I came home more challenged and perplexed by major economic questions, but also with more interest in reading these works. Africa now figures powerfully in the North American Christian imagination. Relief agencies, nonprofits, and many Christian colleges, including Westmont, sponsor short-term service and ministry projects throughout the continent. According to the United Nations, if you were to set aside Russia, there are now more Christians in sub-Sahara Africa than in Europe. With that in mind, I think it is increasingly important that a Christian liberal arts education, especially one with a “global plank,” prompt students to read and listen to the African voices, especially those with an acute ear for the history and sorrows of their countries, their own rival ideas about economic and spiritual development, and with their own strategies and visions for restoration. This is not simply about enlarging a literary canon; it is about pursuing global citizenship and understanding the global church.

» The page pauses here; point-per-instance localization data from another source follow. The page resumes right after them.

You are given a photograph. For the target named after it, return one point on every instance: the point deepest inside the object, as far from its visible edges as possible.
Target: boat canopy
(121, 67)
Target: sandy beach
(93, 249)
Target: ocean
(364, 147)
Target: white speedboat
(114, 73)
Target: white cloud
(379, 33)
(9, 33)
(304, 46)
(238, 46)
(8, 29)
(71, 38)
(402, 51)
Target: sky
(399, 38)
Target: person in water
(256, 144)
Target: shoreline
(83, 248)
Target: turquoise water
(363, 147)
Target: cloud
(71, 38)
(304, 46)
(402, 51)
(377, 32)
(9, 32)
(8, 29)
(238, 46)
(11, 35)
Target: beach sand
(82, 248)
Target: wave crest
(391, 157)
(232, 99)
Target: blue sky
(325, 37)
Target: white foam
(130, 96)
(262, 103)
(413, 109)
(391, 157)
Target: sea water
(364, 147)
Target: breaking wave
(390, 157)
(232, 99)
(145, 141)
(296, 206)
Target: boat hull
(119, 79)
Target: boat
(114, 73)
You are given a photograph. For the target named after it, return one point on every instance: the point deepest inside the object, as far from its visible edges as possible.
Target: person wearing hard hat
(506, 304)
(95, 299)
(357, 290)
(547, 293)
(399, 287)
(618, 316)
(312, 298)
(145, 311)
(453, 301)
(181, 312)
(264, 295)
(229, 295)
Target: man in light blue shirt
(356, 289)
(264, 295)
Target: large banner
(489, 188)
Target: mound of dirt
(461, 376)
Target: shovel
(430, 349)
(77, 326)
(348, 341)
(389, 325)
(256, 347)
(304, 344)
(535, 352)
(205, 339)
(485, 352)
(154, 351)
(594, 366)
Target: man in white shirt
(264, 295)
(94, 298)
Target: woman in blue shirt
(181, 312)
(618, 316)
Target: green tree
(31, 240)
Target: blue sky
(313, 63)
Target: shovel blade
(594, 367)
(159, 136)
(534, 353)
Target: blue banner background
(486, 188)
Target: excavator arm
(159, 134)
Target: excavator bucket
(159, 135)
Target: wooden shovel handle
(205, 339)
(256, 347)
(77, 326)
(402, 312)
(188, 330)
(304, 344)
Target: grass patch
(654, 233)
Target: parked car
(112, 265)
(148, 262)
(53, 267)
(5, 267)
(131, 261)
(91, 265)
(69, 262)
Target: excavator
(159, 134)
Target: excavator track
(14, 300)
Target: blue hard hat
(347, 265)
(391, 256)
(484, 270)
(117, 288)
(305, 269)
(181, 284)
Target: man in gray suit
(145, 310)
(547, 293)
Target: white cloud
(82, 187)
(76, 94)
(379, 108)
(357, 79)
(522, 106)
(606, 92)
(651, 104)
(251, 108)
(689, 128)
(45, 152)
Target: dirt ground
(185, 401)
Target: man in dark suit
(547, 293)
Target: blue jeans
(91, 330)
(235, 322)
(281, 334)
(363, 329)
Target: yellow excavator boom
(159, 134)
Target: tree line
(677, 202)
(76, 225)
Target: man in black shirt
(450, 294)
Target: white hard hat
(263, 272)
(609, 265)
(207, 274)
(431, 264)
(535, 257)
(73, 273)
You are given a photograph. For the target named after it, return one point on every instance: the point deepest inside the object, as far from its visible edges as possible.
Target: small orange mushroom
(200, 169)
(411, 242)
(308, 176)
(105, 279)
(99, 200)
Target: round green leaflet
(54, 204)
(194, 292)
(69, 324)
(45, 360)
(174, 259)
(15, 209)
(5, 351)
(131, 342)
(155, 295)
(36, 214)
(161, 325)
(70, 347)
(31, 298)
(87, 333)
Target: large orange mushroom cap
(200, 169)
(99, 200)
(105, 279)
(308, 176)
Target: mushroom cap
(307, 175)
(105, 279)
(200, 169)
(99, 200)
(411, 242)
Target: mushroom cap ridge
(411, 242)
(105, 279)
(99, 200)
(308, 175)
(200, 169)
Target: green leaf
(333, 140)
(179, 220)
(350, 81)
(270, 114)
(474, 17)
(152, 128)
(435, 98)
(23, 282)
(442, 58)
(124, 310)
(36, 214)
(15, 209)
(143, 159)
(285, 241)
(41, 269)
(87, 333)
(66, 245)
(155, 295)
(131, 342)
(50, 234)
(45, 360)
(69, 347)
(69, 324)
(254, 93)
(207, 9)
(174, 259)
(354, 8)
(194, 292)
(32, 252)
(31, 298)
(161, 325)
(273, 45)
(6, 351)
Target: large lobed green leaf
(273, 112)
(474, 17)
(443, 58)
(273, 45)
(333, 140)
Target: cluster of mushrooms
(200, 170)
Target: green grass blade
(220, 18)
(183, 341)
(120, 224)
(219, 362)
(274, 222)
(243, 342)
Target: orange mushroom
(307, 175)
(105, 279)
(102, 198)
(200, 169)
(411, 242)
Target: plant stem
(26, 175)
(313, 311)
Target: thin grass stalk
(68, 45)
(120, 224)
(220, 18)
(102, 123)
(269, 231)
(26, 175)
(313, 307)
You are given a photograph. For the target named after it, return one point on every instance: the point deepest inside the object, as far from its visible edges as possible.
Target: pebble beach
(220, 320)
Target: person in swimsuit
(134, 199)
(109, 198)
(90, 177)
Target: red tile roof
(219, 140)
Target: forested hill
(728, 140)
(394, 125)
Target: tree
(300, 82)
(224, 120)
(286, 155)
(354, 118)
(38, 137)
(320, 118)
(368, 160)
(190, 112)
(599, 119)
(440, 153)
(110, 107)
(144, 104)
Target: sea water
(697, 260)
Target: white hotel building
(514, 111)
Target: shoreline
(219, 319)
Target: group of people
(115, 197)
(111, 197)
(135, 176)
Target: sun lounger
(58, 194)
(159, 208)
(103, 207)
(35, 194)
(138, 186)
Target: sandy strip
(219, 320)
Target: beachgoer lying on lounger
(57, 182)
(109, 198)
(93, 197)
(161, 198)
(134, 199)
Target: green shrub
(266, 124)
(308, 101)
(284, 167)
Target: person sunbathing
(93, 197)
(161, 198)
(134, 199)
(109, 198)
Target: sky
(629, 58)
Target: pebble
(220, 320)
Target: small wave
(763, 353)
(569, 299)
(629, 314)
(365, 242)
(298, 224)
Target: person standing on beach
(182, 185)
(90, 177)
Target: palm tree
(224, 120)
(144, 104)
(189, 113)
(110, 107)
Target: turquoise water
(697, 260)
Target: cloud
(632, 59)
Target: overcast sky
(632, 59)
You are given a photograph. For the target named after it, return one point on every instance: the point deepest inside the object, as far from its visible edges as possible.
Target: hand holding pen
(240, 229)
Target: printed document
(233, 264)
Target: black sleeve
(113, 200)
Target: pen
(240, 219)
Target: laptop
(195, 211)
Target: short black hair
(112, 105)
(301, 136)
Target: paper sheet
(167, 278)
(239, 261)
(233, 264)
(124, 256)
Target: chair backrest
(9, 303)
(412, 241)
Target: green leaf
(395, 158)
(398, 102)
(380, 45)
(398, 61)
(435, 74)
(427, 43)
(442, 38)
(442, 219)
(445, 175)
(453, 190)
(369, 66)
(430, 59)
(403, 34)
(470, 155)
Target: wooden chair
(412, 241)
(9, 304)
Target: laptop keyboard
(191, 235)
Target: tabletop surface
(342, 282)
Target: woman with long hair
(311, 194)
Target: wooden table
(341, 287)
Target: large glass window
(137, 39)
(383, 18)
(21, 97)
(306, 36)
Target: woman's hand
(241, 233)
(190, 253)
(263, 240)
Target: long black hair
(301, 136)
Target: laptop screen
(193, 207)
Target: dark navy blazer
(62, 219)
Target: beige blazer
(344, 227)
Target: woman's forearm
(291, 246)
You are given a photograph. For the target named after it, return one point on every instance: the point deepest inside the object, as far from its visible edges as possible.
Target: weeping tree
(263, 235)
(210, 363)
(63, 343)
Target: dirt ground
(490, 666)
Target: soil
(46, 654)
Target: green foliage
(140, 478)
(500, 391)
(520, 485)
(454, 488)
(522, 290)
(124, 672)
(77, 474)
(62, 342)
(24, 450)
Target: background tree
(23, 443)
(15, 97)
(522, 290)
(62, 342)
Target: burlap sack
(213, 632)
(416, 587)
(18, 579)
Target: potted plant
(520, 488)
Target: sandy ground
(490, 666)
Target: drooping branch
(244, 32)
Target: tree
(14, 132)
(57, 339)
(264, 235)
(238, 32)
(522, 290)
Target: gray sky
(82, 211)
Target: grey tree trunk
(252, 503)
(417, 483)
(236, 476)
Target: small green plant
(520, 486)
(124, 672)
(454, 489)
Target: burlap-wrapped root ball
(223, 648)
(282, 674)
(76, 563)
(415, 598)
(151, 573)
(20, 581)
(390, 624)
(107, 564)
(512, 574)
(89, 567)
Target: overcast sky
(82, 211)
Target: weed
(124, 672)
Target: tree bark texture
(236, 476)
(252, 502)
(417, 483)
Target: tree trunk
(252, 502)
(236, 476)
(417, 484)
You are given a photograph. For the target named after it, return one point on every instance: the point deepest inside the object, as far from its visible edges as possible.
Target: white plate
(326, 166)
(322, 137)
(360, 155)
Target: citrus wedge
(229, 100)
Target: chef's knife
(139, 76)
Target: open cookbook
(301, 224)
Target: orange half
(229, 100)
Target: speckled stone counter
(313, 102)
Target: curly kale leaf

We kept so busy during our stay that it was difficult to schedule moments for reflection. But jet lag can actually force some unforeseen hours of contemplation. Set on a steep, lush hill overlooking the town of Mukono, the campus is serene but seldom silent. Larks cycle boisterously in the evenings, and the vuvuzelas from local futbol games can be heard until dusk. From the streets of Mukono below, the trucks and motorbikes and the electronic beat of the canteens and bars usually echoed until after midnight. So, as in most places of the world, the quietest hours come just before dawn, after the tropical showers subside. Sometimes, with my head in another time zone, I sat outside waiting for the first light, even as the hornbills from the overhanging trees shook off the rain and braved our porch. On one morning, about 5:30 A.M., the tranquility was broken by sudden shouts, highly amplified, and gradually swelling. The cries were in the Luganda language, and I had no idea what had erupted until the low, background hum of women’s voices emerged into a choral “Hosanna.” It was, I would learn, a mid-week Lenten service, the gospel proclaimed boldly before dawn. Someone was telling it on the mountain.